We’ve been communicating all of our lives, so you’d think this would be easy, but it’s not. Having mutually respectful, kind and synergistic conversations that lead to high productivity in a healthy, well-balanced work environment is essential, but where do we learn those skills?
Most of us have learned our communication skills exclusively from our family life. If you consider what goes on there it’s no wonder it can be so challenging to communicate effectively at work. People bring their best to work without a doubt, but because emotions and conditioning usually take over from intellect, problems will occur and communication will break down.
Here’re three tips to be on the road to clear, concise communications.
- Active Listening. Active listening requires that first and foremost that we stay quiet while others speak – ok a little humour there, nonetheless it needed to be said. Mind reading plays no part whatsoever in Active Listening. Anticipating the speakers next words and helping them finish their sentence…also is not listening. To be actually Actively Listening you must meet these five criteria:
- Listen to content – what are their words saying? Are you able to understand them? If not get curious and ask when appropriate.
- Listen to their intent – what do they mean to say? Do they want you to take them literally? If unsure ask when appropriate.
- Be mindful of your body language while listening. People can make all kinds of facial expressions, sighs etc. Don’t let your non-verbal language give away what’s going on in your mind.
- Be aware of their body language. Are their words and body language congruent?
- Listen without judgement. Allow yourself to simply to be open to their perspective, they may provide you with the piece of the puzzle you’ve been looking for.
- Practice Assertive Communication. This one is absolutely non-negotiable, it is essential. The challenge with it is, most of us really don’t know what assertive communication is, never mind how to practice it. Often times assertive communication is believed to be aggressive communication. This is not the case. Assertive communication has a brief criterion which includes, being respectful to yourself and to others, being direct, and is choice-centred. When we are assertive we speak in a way that is respectful to others, we are not feeling challenged or defending ourselves. We are open to other perspectives, although we may not adapt them for ourselves. And we enter into an interaction with the knowledge that everyone has a perspective and the right to maintain it.

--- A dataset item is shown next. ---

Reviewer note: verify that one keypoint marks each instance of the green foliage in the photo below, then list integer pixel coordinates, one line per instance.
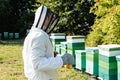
(106, 29)
(75, 16)
(16, 15)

- Never Rush. I realize that making the right enough amount of time to talk to someone can be tricky. Forcing ourselves and others to cram in what they have to say, pushing ourselves and others while you’re walking by them because you’ve got a deadline to meet is a recipe for miscommunication, which means mistakes, which means problems. Take a few moments to stop and listen, book fifteen minutes to review points a mutually convenient time and be very selective when if ever you allow yourself to be interrupted. Being interrupted is not always ok and if it isn’t assertively done, tell the person that you aren’t available but you can catch up with them later – of course, suggest a time. Sometimes you only need ten minutes. They get what they want, you get what you want…win/win.